In early manhood, his churchgoing had been so sporadic that he had undergone considerable problems finding Orthodox clergy who would officiate at his marriage. But on the penultimate day of his life he received the last sacraments from a priest, while the splendor of his best a cappella religious music - conspicuously the 1915 All-Night Vigil - makes for shattering avowals of faith, a faith informed by obsession with the contours of Orthodox chant, but ultimately rising above aesthetics.

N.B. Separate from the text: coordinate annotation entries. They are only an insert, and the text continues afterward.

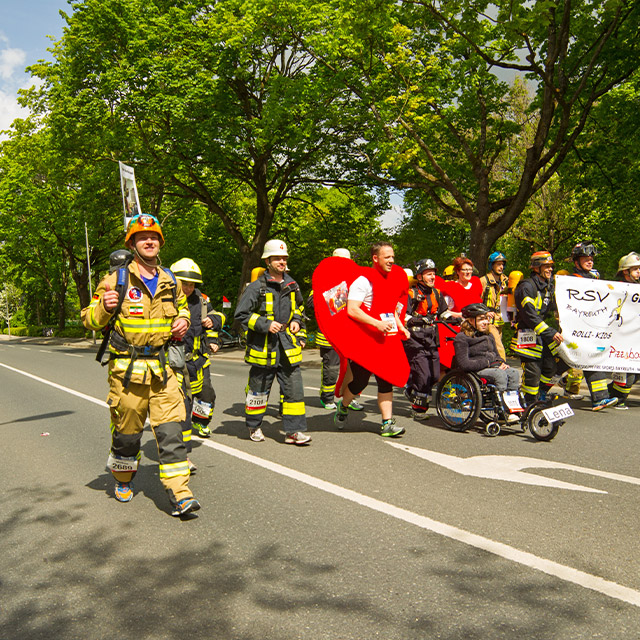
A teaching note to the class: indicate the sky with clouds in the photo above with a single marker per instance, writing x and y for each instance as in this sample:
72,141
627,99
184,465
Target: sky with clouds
24,27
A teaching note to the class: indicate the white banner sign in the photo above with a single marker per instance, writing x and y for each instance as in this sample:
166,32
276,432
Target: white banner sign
130,199
600,322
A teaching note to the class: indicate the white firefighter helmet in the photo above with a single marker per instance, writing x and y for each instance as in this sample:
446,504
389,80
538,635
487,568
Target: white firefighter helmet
274,248
187,270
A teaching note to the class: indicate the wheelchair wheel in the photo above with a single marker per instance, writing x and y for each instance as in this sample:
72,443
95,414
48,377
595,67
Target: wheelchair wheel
540,427
458,400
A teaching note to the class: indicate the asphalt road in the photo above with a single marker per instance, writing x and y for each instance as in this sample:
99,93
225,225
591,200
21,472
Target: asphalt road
446,535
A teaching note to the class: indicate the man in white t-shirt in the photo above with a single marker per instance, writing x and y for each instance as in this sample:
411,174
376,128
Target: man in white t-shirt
359,301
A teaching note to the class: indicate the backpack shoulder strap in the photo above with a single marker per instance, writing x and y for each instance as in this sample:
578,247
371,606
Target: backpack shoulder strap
175,285
122,284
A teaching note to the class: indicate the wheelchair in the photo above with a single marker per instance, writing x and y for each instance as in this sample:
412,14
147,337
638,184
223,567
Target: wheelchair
463,399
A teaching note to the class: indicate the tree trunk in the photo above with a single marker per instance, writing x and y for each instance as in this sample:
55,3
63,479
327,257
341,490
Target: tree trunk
480,245
62,314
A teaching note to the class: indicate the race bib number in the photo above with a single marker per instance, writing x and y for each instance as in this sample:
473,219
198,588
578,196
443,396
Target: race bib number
526,337
256,401
201,409
336,298
122,464
561,412
390,317
512,401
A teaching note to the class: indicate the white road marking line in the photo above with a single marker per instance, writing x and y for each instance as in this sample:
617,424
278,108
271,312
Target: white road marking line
362,395
56,386
563,572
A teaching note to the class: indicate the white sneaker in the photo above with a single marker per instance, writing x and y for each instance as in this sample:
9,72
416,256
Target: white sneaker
298,438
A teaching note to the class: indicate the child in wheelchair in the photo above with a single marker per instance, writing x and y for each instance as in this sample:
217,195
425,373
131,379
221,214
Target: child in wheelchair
476,351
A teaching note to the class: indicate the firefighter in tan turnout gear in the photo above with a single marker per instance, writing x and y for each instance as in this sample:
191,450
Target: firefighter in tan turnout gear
271,310
143,308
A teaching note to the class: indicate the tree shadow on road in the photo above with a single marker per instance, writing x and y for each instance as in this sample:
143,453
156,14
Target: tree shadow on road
40,416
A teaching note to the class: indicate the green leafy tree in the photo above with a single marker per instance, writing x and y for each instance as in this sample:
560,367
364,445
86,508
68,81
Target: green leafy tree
45,201
432,75
213,99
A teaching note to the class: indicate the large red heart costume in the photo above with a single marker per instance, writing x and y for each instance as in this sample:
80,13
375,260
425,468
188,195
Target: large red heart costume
461,298
379,353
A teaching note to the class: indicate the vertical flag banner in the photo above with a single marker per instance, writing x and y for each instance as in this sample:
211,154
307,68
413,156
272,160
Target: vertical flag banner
130,200
600,323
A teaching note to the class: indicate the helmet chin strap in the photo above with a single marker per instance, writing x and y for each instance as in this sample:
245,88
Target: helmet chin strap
157,263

These aesthetics are delineated with rare aplomb (and carefully chosen examples of musical notation) by Harrison, who conveys very effectively his bafflement concerning why Rachmaninoff masterpieces such as the piano sonatas, and the best songs, remain so stubbornly forgotten. Within such sheet music, there are clearly whole new worlds for the rest of us to discover. Leopold Stokowski, who on the podium had championed Rachmaninoff with commendable indifference to vogue, reflected: “To think my good friend Rachmaninoff is dead and put into the earth - and yet there is the music he created and we can still hear his spirit. Somehow it doesn’t make sense, but then people think too often that two and two make four.” Among 20th-century composers’ epitaphs, this surely stands not far below John O’Hara’s laconic response to Gershwin’s demise: “I don’t have to believe it if I don’t want to.”
R. J. Stove lives in Melbourne, Australia.